You are given the root of a binary tree with n nodes. Each node is assigned a unique value from 1 to n. You are also given an array queries of size m.

You have to perform m independent queries on the tree where in the ith query you do the following:

• Remove the subtree rooted at the node with the value queries[i] from the tree. It is guaranteed that queries[i] will not be equal to the value of the root.

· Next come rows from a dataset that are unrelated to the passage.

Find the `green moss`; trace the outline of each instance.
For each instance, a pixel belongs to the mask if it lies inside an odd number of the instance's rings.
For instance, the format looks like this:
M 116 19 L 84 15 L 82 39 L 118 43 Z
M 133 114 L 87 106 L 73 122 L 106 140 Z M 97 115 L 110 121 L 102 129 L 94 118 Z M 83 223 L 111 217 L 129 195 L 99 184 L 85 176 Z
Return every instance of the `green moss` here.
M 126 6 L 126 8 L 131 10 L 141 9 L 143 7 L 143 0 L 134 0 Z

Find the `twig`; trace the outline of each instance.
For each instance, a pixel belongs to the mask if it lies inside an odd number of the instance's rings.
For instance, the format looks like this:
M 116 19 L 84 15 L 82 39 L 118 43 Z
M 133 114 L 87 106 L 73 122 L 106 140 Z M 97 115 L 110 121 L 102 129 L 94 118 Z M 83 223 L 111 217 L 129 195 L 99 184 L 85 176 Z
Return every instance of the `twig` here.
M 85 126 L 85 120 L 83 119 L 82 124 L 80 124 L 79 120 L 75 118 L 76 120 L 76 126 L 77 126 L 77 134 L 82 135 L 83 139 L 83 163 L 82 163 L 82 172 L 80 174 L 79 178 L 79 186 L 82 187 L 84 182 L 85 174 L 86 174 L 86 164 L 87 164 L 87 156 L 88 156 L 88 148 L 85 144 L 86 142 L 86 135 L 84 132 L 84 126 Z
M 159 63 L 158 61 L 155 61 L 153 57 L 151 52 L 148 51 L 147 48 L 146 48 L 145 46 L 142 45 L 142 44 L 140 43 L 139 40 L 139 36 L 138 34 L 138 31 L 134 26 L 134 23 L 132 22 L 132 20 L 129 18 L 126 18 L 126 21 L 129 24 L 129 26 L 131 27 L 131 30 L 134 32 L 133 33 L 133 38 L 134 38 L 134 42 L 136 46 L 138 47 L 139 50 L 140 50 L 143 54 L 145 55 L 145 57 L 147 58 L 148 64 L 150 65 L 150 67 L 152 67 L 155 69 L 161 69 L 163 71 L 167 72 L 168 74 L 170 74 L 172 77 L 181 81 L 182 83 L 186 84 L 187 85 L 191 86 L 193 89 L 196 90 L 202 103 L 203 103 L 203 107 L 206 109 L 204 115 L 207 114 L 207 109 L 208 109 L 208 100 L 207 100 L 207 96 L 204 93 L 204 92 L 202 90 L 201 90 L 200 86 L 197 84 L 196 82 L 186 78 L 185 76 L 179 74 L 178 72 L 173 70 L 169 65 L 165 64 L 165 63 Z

Return an array answer of size m where answer[i] is the height of the tree after performing the ith query.

Note:

• The queries are independent, so the tree returns to its initial state after each query.
• The height of a tree is the number of edges in the longest simple path from the root to some node in the tree.

/**
 * Definition for a binary tree node.
 * struct TreeNode {
 *     int val;
 *     TreeNode *left;
 *     TreeNode *right;
 *     TreeNode() : val(0), left(nullptr), right(nullptr) {}
 *     TreeNode(int x) : val(x), left(nullptr), right(nullptr) {}
 *     TreeNode(int x, TreeNode *left, TreeNode *right) : val(x), left(left), right(right) {}
 * };
 */
class Solution {
    int level[101010];
    unordered_map<int, vector<pair<int,int>>> mp;
    bool leaf(TreeNode* u) {
        return !u->left and !u->right;
    }
    int dfs(TreeNode* u, int dep, int par) {
        level[u->val] = dep;
        int res = dep;
        if(!leaf(u)) {
            if(u->left) res = max(res, dfs(u->left, dep + 1, u->val));
            if(u->right) res = max(res, dfs(u->right, dep + 1, u->val));
        }
        mp[dep].push_back({res,u->val});
        sort(rbegin(mp[dep]), rend(mp[dep]));
        if(mp[dep].size() > 2) mp[dep].pop_back();
        return res;
    }
public:
    vector<int> treeQueries(TreeNode* root, vector<int>& Q) {
        vector<int> res(Q.size());
        mp = unordered_map<int, vector<pair<int,int>>>();
        dfs(root, 0, -1);
        unordered_map<int, int> cache;
        for(int i = 0; i < Q.size(); i++) {
            if(cache.count(Q[i])) res[i] = cache[Q[i]];
            else {
                res[i] = level[Q[i]] - 1;
                int lvl = level[Q[i]];
                for(auto& [k,v] : mp[lvl]) {
                    if(v == Q[i]) continue;
                    res[i] = max(res[i], k);
                } 
            }
            cache[Q[i]] = res[i];
        }
        return res;
    }
};